The moderator, Susan McKay, provided a summary of a “fantastic trio of presentations”: Glenda Davies introduced the community development approach with the need for participation by the community and with imagination; Ruth Graham spoke of provocation and intervention; and Paula McFetridge described the magic of how theatre can transform ways of thinking.
There was a full half hour of discussion with the audience, from the intentionally frivolous (“Ruth, where did you get the aliens for your rocket?”) to the theoretical (“Which comes first, re-imaging or re-imagining?”).
Someone asked about the engagement with elected representatives, and relatedly, the prospects in light of swinging budget cuts to the arts. Indeed, soon enough Northern Ireland will no longer have any Executive department responsible for the arts. One response is to remind politicians of the role that art plays across departments, such as health.
Paula McFetridge’s final comment reminded the audience of the universal issues that get explored in conflict and post-conflict reconciliation work — grief, loss, cultural identity.
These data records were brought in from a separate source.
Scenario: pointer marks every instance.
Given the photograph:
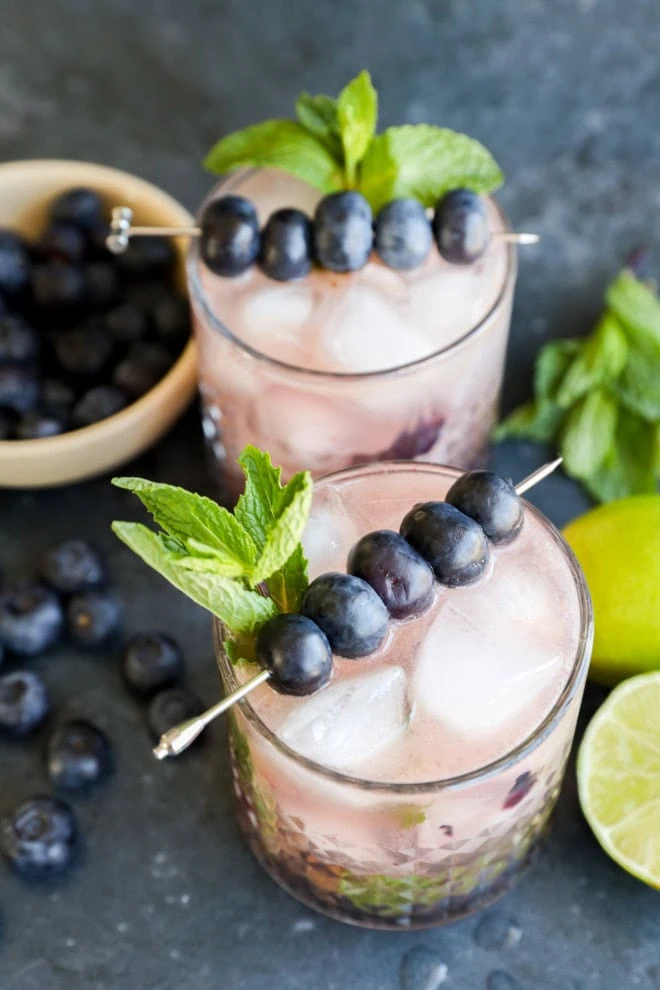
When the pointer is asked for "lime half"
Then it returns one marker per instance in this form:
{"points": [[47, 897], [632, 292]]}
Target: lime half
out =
{"points": [[619, 776]]}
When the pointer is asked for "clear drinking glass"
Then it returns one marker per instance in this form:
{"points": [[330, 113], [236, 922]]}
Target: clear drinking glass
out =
{"points": [[291, 379], [394, 855]]}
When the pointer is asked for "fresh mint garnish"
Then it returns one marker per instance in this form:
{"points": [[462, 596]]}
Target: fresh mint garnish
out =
{"points": [[598, 399], [333, 145], [243, 567]]}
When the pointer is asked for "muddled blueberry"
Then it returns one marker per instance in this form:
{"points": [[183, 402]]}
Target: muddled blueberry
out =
{"points": [[343, 234], [40, 838], [460, 227], [31, 619], [72, 566], [349, 612], [93, 617], [169, 707], [24, 702], [402, 234], [455, 546], [396, 572], [78, 756], [81, 206], [99, 403], [490, 500], [297, 653], [151, 661], [286, 245], [229, 241]]}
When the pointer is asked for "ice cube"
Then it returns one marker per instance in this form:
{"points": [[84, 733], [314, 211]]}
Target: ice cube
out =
{"points": [[366, 333], [350, 721]]}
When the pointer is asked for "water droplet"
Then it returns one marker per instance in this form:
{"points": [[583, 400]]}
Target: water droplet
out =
{"points": [[497, 931], [422, 969]]}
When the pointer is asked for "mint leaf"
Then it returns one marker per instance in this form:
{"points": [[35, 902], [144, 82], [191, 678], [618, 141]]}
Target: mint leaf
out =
{"points": [[239, 609], [197, 523], [318, 115], [425, 162], [283, 144], [599, 362], [357, 114], [588, 433]]}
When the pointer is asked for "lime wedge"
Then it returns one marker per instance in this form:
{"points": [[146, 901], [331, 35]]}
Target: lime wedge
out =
{"points": [[619, 776]]}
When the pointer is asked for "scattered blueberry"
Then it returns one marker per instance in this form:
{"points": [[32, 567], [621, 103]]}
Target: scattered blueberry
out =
{"points": [[229, 242], [97, 404], [40, 838], [93, 617], [460, 227], [151, 661], [490, 500], [78, 755], [31, 619], [72, 566], [170, 707], [343, 234], [349, 612], [296, 652], [24, 702], [286, 245], [402, 234], [455, 546], [396, 572]]}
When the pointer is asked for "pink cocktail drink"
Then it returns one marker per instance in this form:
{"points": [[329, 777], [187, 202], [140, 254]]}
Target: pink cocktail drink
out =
{"points": [[415, 787]]}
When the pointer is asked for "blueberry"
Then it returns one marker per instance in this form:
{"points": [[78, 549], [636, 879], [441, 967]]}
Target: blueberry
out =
{"points": [[403, 235], [40, 838], [18, 342], [296, 652], [490, 500], [229, 242], [286, 245], [93, 617], [58, 287], [348, 611], [396, 572], [78, 755], [31, 619], [72, 566], [83, 352], [24, 702], [460, 227], [343, 234], [15, 268], [81, 206], [455, 546], [19, 388], [170, 707], [97, 404], [151, 661]]}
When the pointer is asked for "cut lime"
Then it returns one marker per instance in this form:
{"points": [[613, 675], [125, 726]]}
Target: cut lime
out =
{"points": [[618, 546], [619, 776]]}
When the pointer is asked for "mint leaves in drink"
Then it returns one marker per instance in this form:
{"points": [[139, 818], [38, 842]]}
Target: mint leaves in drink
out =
{"points": [[333, 145], [598, 399], [244, 567]]}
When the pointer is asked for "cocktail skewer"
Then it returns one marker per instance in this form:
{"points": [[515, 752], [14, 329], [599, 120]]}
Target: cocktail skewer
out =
{"points": [[180, 737]]}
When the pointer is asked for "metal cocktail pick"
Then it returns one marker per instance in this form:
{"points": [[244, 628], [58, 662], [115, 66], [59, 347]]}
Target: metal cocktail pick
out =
{"points": [[175, 740], [122, 229]]}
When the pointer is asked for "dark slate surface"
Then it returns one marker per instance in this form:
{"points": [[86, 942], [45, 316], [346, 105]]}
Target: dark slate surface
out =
{"points": [[566, 95]]}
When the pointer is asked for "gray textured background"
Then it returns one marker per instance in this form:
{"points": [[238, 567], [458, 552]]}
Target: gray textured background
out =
{"points": [[565, 93]]}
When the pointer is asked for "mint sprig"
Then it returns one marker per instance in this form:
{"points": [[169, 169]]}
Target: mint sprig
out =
{"points": [[333, 145], [243, 567], [598, 399]]}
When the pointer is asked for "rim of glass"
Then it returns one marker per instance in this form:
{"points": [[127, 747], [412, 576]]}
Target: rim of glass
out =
{"points": [[198, 295], [512, 756]]}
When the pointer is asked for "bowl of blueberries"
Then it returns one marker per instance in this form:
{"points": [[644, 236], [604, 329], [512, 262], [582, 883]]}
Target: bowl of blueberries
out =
{"points": [[96, 356]]}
She argued that we should share our practice internationally, because there are places looking at us who are where we were 20 years ago, 10 years ago, and who want to learn from our experiences.
“There is the power of gathering to experience something that makes you transcend your thoughts before you walked into the room,” she said.
Meanwhile, “We still have a long way to go. Our practice is evolving, which is something we should be very proud of.”